First, the doctor consulted my chart to check my age. Then looked at me suspiciously, but smiling.

“I have to ask you this,” he prefaced carefully. “Do you ever notice that you have a hard time seeing close print when you’re wearing your glasses for distance?”

“Sometimes, yes,” I answered truthfully, giggling. I knew where he was going, and I couldn’t contain my mirth. At last! I’ll be 45 in two months, and I’ve finally reached the crossroads of life with “BIFOCALS” pointing one way and “READING GLASSES” the other. SO EXCITED.

I’m not even being sarcastic. This might sound weird, but I’ve been eagerly anticipating aging-related far-sightedness since my 30’s, when I started noticing reading glasses in interesting, artsy styles and colors displayed in the drugstores. Before Callaghan and I left France, I made sure to pick up a couple of pairs so when the time came I’d be all set with some cute French ones.


Reading glasses from the Pharmacie du Vercors in Bourg-de-Péage, one of the villages close to where we lived in France.

Reading glasses from the Pharmacie du Vercors in Bourg-de-Péage, one of the villages close to where we lived in France.

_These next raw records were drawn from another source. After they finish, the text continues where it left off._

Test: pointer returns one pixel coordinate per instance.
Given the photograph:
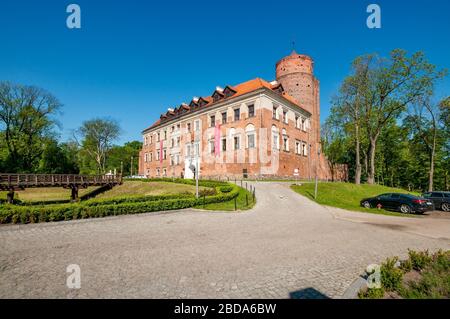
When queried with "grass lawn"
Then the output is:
(421, 276)
(42, 194)
(134, 188)
(347, 195)
(241, 203)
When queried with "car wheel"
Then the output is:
(405, 209)
(366, 204)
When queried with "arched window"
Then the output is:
(275, 138)
(251, 136)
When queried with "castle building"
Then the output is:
(254, 129)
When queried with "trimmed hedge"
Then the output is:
(107, 207)
(201, 182)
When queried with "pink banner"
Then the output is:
(160, 150)
(217, 140)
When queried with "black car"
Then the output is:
(404, 203)
(441, 200)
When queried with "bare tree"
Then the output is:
(26, 118)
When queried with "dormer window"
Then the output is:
(217, 96)
(202, 102)
(228, 91)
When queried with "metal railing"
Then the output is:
(8, 181)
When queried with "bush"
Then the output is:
(391, 276)
(226, 189)
(107, 207)
(371, 293)
(406, 265)
(419, 260)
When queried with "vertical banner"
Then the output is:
(217, 140)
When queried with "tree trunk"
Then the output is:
(431, 173)
(371, 155)
(357, 157)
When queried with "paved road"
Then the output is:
(287, 246)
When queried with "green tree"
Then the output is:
(26, 122)
(95, 138)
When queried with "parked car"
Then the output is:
(404, 203)
(441, 200)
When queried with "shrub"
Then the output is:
(371, 293)
(406, 265)
(207, 192)
(391, 276)
(419, 260)
(107, 207)
(226, 189)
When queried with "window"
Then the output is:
(236, 143)
(437, 195)
(285, 143)
(251, 140)
(304, 149)
(188, 150)
(275, 138)
(237, 114)
(251, 110)
(224, 117)
(298, 147)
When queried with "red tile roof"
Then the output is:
(240, 89)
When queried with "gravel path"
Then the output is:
(287, 246)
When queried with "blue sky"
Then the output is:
(133, 59)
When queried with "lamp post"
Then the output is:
(317, 164)
(197, 157)
(131, 167)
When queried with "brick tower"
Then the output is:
(295, 73)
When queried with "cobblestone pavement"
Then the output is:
(286, 247)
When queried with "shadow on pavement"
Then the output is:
(307, 293)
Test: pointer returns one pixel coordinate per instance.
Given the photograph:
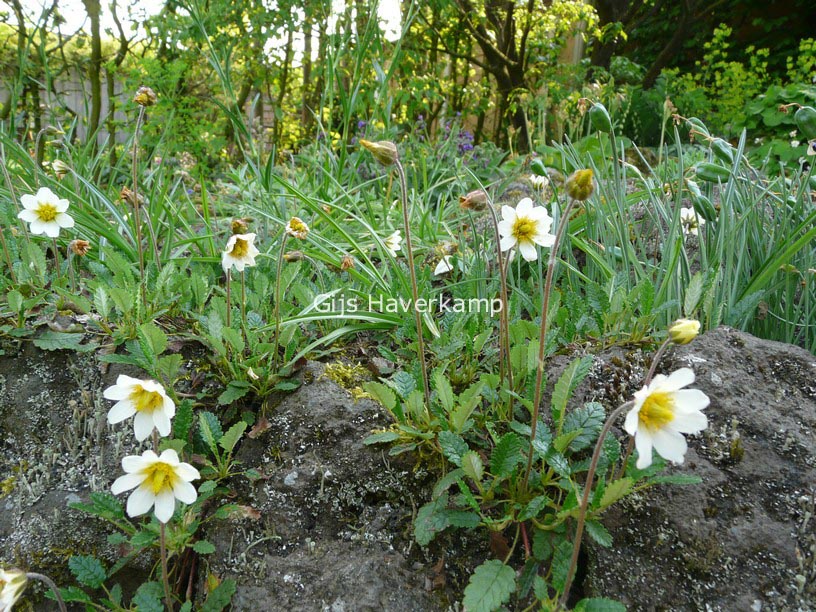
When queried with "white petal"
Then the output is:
(165, 505)
(187, 472)
(670, 445)
(185, 492)
(678, 379)
(121, 411)
(643, 444)
(528, 251)
(140, 501)
(508, 242)
(126, 483)
(142, 425)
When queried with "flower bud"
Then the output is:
(297, 228)
(383, 151)
(145, 97)
(293, 256)
(475, 200)
(79, 247)
(580, 184)
(683, 331)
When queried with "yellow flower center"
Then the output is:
(657, 410)
(524, 229)
(240, 248)
(146, 401)
(47, 212)
(160, 477)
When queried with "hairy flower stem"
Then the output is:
(579, 530)
(50, 584)
(414, 291)
(504, 322)
(276, 314)
(563, 223)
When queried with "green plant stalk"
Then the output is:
(50, 584)
(579, 530)
(414, 290)
(542, 335)
(276, 314)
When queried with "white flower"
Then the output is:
(12, 585)
(45, 213)
(662, 413)
(144, 398)
(539, 182)
(159, 482)
(444, 266)
(525, 226)
(690, 221)
(393, 243)
(240, 252)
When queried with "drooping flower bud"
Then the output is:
(145, 97)
(580, 184)
(684, 331)
(383, 151)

I keep the black pair on my desk, and the hot pink and black ones in my purse. Recently, I’ve actually had occasion to bust them out to read the ultra-fine-print on food packaging ingredients lists at the store. (I read the ingredients on absolutely everything. Funny how food manufacturers often make it deliberately difficult with their microscopic fonts.)

“We’ll find out in a minute,” he reassured me as he slid over to the equipment. At the end of the exam, he was still grinning. We’d whiled away the time bantering about this and that, and he’d dilated my eyes and pronounced them healthy.

“Okay,” he said. “Now we have a little decision to make!” He explained that I could get bifocals if I wanted to, but I don’t really need them right now, and once you get bifocals, you can never go back, and that might be a good reason for me to wait another year. If I wait another year, I could easily deal with the mild far-sightedness I’ve got going on at the moment. I don’t wear my glasses all the time, anyway. My prescription is very light.

“In any case, I’d say you can get away with another year,” he concluded. “But it’s really up to you, since you’re so borderline. You can get bifocals when you’re 46….” He paused. I was cracking up.

“We make them without lines now.”

“I think I’ll pass on the bifocals this year. I have some cute reading glasses from France that I want to use.”

“Do you have them with you? Let me see these French reading glasses!”

I extracted the glasses from my bag and put them on.

“Oh they ARE cute!” the doctor said.

I left after ordering a pair of normal glasses with tortoiseshell frames in a modified cat-eye. The V.A. has quite an impressive selection! They look nothing like BCGs.